But Dr Gilsenan ruled out the possibility of Ms Toscan du Plantier’s death being somehow accidental as one theorist has hypothesized .

This theory suggested the 39-year-old mother-of-one may have been killed by a kick from a horse in the field near where her body was found.

‘Almost spontaneously’

“No, I don’t think so (the death being accidental), not in the light of the apparent involvement of the concrete block,” said Dr Gilsenan.

“Yes, certainly (her killer meant to kill her) it seems to have been an argument, a dispute, something said, a threat made or something like that and a pursuit, then an entanglement in a barbed wire fence and an attack with a stone and then finishing off with a pounding by a concrete block.”

But notwithstanding its ultimately deliberate nature, Dr Gilsenan again stressed the killing may not have been premeditated.

“It could have been somebody who’d never seen her before - it has the appearance of happening almost spontaneously, almost as some spark,” he said.

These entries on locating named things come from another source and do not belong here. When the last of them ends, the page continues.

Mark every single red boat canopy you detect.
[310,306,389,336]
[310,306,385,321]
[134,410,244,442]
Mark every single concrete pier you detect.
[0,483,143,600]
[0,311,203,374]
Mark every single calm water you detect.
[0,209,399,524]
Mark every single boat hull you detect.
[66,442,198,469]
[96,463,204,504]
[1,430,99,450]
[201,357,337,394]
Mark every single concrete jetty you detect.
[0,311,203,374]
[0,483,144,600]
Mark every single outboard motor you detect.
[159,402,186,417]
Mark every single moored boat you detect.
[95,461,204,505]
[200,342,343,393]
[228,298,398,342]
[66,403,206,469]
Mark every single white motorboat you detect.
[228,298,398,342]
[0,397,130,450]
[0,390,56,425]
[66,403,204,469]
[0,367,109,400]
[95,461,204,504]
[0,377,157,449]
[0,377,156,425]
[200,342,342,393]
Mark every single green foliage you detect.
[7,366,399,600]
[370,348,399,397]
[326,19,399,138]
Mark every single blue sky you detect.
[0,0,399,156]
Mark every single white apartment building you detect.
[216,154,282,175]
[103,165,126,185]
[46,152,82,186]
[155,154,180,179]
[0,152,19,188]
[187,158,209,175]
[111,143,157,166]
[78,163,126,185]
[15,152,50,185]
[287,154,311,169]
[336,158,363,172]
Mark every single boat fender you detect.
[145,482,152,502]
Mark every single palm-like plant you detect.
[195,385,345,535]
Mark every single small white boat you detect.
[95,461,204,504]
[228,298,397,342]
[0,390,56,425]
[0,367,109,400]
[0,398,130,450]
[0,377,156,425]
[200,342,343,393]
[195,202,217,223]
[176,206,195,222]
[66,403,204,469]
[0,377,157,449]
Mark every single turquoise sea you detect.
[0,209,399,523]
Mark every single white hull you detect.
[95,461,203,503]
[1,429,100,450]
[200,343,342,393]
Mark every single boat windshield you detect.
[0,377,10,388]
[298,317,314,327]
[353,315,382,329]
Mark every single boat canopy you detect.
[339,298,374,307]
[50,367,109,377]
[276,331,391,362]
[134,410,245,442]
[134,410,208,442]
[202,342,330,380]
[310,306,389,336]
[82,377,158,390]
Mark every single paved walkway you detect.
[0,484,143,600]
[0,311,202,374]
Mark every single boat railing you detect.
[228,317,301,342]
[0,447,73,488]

Earlier, former detective, Eugene Gilligan who was attached to the Garda Technical Bureau, told how he wanted to remove Ms Toscan du Plantier's body from the scene as he did not believe there was anything to be gained from leaving the body at the scene overnight.

“I rang Dr Harbison to explain the scene to him because we had been informed that he wouldn’t be able to get down until the next morning (December 24th). We - myself and my colleagues - saw immediately that it was unnecessary to leave a body (at the scene) for the pathologist to come.

Bur Mr Gilligan said a local officer in charge disagreed: "He said he'd like the doctor to come to the scene and I said: 'Sir, there's really no need to, the doctor can't do anything' and he said: 'Maybe you weren't listening to me - I've just said I want Dr Harbison at the scene'."

Mr Gilligan said local officers in such cases usually deferred to Dr Harbison and himself as they had expertise in such matters but not in this case and Ms Toscan du Plantier's body was left out on the track overnight covered with a tarpaulin bought by Schull gardaí in a local hardware store.

“We thought it was highly inappropriate to leave the body on the roadside for that length of time - it was somebody’s relative, it had to be treated . . . that body had to be treated with some decorum,” said Mr Gilligan.